St. Charles Anglican Cathedral | |
Denomination: | Anglican Church in North America |
Diocese: | Cascadia |
Founded Date: | 1966 |
Style: | Northwest Regional |
Dedicated Date: | 2019 |
Bishop: | The Rt. Rev. Kevin Bond Allen |
Rector: | The Rev. David Marten |
Deacon: | The Rev. CeCe Morris, The Rev. Steve Terry |
Location: | Bremerton, Washington |
Country: | United States |
St. Charles Anglican Cathedral is the cathedral of the Anglican Church in North America's Diocese of Cascadia. Founded in Poulsbo, Washington, in 1966, the congregation left the Episcopal Church as part of the Anglican realignment and eventually moved to its current location near Bremerton, Washington, in central Kitsap County. The cathedral's patron is Charles Lwanga, one of the Ugandan martyrs.[1]
In 1965, as north Kitsap County began to grow in population due to the completion of the Agate Pass Bridge and ferry connections to downtown Seattle, the Episcopal congregation that had met in historic St. Paul's Church in Port Gamble since 1932 launched a mission congregation in Poulsbo.[2] Land was donated for a new church near S.R. 305, and worship services began in 1966 in portable buildings.[3] The North Kitsap Episcopal Mission shared clergy between the Poulsbo and Port Gamble sites.
A permanent building of modernist design was dedicated in 1978. By the 1980s, the "sending" church in Port Gamble was dwarfed by St. Charles, and the latter began supporting the offering of services at St. Paul's, an arrangement that continued until 2005, when the congregation's lease expired with the owner of St. Paul's.[4]
St. Charles was known within the Episcopal Diocese of Olympia for its evangelical orientation, and the 2003 consecration of partnered gay bishop Gene Robinson led to a rupture. In October 2004, under the leadership of the Ven. Duncan Clark as rector, the members of St. Charles and another congregation—St. Stephen's in Oak Harbor—voted to disaffiliate from the Episcopal Church and become canonically resident under Bishop Robinson Cavalcanti in the theologically conservative Diocese of Recife in the Anglican Episcopal Church of Brazil.[5] St. Charles in 2009 became a founding member of the Diocese of Cascadia in the newly formed Anglican Church in North America.[6]

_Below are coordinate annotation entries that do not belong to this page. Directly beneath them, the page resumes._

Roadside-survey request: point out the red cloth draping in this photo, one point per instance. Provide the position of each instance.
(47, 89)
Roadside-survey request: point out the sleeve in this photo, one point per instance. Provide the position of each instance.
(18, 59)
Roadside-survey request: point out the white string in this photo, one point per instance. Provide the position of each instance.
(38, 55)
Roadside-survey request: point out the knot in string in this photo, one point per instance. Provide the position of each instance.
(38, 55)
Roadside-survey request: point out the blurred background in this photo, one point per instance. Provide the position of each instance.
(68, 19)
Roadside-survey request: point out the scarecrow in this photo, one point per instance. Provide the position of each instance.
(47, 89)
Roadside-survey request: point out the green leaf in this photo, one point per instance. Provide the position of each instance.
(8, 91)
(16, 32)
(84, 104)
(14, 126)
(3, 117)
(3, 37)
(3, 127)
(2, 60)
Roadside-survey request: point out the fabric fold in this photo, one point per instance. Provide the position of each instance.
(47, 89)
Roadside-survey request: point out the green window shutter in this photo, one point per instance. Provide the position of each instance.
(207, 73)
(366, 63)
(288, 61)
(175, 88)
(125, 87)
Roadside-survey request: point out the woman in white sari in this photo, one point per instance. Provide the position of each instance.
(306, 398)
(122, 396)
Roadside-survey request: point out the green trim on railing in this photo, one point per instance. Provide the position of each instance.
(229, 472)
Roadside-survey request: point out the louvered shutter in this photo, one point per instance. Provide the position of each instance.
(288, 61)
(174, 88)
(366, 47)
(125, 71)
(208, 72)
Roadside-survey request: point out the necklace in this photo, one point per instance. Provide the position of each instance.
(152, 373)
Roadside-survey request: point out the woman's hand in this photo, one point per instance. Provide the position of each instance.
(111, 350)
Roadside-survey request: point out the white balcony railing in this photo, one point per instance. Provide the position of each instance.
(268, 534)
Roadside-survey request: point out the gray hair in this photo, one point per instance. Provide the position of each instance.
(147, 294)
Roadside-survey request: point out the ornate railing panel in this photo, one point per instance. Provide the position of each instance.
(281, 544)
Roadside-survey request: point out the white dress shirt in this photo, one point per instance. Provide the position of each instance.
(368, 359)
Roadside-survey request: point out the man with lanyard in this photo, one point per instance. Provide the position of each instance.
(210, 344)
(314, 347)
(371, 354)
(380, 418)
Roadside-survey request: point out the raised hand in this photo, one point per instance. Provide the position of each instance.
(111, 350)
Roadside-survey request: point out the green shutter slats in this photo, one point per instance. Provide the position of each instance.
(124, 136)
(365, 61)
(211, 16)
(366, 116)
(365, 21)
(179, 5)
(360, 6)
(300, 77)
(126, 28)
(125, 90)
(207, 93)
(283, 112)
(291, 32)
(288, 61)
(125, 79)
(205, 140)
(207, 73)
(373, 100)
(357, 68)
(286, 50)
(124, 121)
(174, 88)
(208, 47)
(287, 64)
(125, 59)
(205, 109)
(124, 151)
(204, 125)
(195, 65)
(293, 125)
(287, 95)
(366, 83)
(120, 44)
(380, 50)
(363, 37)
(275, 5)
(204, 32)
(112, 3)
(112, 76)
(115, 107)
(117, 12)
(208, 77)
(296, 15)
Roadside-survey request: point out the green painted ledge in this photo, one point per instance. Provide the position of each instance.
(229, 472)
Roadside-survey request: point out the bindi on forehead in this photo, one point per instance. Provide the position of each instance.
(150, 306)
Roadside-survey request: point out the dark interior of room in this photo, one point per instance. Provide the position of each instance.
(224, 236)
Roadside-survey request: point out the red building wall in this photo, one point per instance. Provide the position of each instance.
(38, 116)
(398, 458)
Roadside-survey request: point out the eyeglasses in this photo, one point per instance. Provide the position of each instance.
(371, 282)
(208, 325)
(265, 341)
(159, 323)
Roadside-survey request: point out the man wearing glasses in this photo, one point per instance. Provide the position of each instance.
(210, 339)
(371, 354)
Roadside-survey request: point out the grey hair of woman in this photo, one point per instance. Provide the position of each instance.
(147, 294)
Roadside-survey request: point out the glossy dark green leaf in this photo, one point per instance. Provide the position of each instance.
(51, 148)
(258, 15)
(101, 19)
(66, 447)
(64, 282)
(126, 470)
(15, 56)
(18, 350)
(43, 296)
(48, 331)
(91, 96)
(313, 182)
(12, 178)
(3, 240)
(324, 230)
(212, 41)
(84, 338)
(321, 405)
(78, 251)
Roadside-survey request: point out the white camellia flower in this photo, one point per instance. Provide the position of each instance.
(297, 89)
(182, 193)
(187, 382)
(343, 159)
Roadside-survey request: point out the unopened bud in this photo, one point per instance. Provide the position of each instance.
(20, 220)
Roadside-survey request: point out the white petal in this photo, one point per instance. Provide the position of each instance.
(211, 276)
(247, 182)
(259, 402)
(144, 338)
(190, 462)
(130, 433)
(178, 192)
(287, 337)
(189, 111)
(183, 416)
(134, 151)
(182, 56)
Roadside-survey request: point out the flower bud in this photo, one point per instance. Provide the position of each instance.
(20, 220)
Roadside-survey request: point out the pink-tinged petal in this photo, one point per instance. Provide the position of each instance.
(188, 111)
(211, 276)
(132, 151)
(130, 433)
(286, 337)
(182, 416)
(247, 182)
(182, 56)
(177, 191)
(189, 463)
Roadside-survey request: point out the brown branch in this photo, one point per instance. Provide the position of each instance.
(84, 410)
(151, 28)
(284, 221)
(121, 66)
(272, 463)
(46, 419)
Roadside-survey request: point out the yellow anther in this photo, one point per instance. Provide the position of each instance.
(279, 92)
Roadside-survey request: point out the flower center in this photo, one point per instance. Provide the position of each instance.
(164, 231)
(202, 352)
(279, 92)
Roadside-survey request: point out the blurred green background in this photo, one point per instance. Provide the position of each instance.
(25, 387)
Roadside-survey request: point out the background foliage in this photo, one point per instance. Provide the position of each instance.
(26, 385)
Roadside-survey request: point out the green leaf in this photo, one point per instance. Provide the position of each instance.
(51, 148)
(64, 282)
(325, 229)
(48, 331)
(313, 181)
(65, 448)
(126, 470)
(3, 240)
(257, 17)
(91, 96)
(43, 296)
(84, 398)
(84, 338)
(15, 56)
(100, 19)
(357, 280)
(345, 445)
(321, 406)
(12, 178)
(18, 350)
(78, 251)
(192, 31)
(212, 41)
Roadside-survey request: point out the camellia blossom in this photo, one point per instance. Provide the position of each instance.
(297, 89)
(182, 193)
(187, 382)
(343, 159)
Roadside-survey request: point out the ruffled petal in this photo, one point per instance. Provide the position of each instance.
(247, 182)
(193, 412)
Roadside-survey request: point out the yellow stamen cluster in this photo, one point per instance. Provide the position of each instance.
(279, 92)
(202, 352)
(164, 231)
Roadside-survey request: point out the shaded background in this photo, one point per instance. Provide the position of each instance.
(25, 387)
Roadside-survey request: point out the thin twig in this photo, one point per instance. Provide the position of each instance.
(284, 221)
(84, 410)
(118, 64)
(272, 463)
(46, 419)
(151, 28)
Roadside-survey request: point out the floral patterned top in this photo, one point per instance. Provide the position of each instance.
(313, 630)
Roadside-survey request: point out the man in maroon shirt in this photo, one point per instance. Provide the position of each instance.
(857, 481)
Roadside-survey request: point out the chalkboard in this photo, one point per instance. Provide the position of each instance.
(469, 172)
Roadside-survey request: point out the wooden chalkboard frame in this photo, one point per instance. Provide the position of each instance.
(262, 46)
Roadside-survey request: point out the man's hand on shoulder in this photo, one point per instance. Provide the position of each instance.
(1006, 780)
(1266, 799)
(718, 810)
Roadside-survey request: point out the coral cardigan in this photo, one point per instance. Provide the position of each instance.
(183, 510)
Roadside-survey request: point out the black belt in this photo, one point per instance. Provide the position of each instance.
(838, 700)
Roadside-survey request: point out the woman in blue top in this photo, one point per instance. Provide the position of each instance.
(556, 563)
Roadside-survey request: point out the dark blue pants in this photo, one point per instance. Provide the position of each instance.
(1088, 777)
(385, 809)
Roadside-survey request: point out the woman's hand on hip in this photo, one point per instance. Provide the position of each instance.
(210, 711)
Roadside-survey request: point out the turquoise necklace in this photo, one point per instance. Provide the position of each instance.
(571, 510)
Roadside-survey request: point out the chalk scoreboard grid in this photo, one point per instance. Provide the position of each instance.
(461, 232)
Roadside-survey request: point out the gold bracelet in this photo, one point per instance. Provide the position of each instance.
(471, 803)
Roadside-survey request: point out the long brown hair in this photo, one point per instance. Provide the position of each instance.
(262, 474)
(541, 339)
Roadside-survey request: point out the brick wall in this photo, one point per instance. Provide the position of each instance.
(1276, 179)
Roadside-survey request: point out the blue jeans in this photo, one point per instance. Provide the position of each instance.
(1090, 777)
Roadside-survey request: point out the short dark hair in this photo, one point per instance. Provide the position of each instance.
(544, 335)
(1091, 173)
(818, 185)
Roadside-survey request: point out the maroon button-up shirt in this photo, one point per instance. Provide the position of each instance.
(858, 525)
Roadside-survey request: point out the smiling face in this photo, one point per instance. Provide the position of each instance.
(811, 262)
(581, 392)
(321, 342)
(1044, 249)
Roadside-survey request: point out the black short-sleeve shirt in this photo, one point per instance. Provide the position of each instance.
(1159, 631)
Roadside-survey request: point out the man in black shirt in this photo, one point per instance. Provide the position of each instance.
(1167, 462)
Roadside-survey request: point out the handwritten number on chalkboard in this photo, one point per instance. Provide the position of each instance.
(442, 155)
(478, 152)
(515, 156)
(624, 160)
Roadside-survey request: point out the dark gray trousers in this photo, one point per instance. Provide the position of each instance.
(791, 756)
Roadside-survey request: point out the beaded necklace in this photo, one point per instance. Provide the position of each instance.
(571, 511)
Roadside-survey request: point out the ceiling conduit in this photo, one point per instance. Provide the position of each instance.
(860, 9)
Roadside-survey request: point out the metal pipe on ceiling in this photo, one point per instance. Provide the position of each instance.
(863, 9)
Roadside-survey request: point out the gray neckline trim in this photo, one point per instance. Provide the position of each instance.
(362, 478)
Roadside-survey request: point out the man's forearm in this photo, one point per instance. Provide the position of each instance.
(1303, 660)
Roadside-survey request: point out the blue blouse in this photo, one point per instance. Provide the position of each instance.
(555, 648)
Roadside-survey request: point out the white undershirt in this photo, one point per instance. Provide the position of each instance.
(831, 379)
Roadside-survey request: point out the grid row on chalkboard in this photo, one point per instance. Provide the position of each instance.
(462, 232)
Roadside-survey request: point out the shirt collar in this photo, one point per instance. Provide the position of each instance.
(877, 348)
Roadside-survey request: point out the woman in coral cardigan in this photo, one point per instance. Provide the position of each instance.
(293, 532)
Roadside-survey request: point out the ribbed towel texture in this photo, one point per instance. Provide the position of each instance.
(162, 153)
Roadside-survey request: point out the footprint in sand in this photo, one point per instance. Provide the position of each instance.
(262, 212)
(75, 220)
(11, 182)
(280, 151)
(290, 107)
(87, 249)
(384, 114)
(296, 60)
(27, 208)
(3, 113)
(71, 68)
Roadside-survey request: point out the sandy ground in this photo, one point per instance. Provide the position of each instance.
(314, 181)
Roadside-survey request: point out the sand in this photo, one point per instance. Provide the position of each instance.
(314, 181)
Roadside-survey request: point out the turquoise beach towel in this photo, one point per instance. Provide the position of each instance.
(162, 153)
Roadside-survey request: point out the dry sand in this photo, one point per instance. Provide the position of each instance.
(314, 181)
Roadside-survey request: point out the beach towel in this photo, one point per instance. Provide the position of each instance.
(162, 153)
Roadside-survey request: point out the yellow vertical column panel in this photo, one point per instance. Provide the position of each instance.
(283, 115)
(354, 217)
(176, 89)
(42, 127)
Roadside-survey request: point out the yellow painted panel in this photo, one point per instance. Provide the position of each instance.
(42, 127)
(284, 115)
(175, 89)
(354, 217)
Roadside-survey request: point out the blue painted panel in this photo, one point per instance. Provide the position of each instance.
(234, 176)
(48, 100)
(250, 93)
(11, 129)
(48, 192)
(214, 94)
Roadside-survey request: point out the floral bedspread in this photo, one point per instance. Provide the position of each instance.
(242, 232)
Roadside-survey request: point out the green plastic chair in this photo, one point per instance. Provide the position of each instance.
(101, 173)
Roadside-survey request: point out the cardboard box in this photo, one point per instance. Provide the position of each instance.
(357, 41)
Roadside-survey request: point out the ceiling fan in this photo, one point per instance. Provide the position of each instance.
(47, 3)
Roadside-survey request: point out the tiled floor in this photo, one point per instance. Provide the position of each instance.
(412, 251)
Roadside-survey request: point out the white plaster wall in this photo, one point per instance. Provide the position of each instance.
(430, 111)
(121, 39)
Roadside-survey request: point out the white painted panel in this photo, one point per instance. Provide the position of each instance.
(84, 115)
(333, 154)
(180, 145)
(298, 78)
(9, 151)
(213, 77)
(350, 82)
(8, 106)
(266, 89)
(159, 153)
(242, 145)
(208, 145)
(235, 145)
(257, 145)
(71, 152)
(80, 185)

St. Charles and St. Stephen's negotiated an agreement with Bishop Vincent Warner to continue using their church buildings until 2014, receiving quitclaim deeds for the properties.[7] [8] However, under Presiding Bishop Katharine Jefferts Schori, who took office in 2006, the Episcopal Church refused to negotiate with congregations desiring affiliation with other Anglican Communion provinces, and upon expiring in 2014 the agreement was not renewed.[9] On June 8, 2014, St. Charles held its final service in the building and relocated to leased property in a nearby office park. The congregation met there for five years while it raised money for a new building.
In December 2018, under the leadership of the Rev. Mike Boone, St. Charles purchased a permanent church building near Silverdale and Bremerton. The building was built in 1981 for Family of God Lutheran Church, an Evangelical Lutheran Church in America congregation that had dissolved itself earlier in 2018.[10]
After St. Charles moved into the new space, Bishop Kevin Bond Allen designated it on March 2, 2019, as the Diocese of Cascadia's cathedral, marking the diocese's tenth anniversary. The diocesan offices are also housed at the church.
Boone died at an unusually young age in 2020[11] and was succeeded as rector by the Rev. Chris Recinella.[12] In 2021, Allen and Recinella hosted a triannual meeting of the ACNA Executive Committee at St. Charles.[13]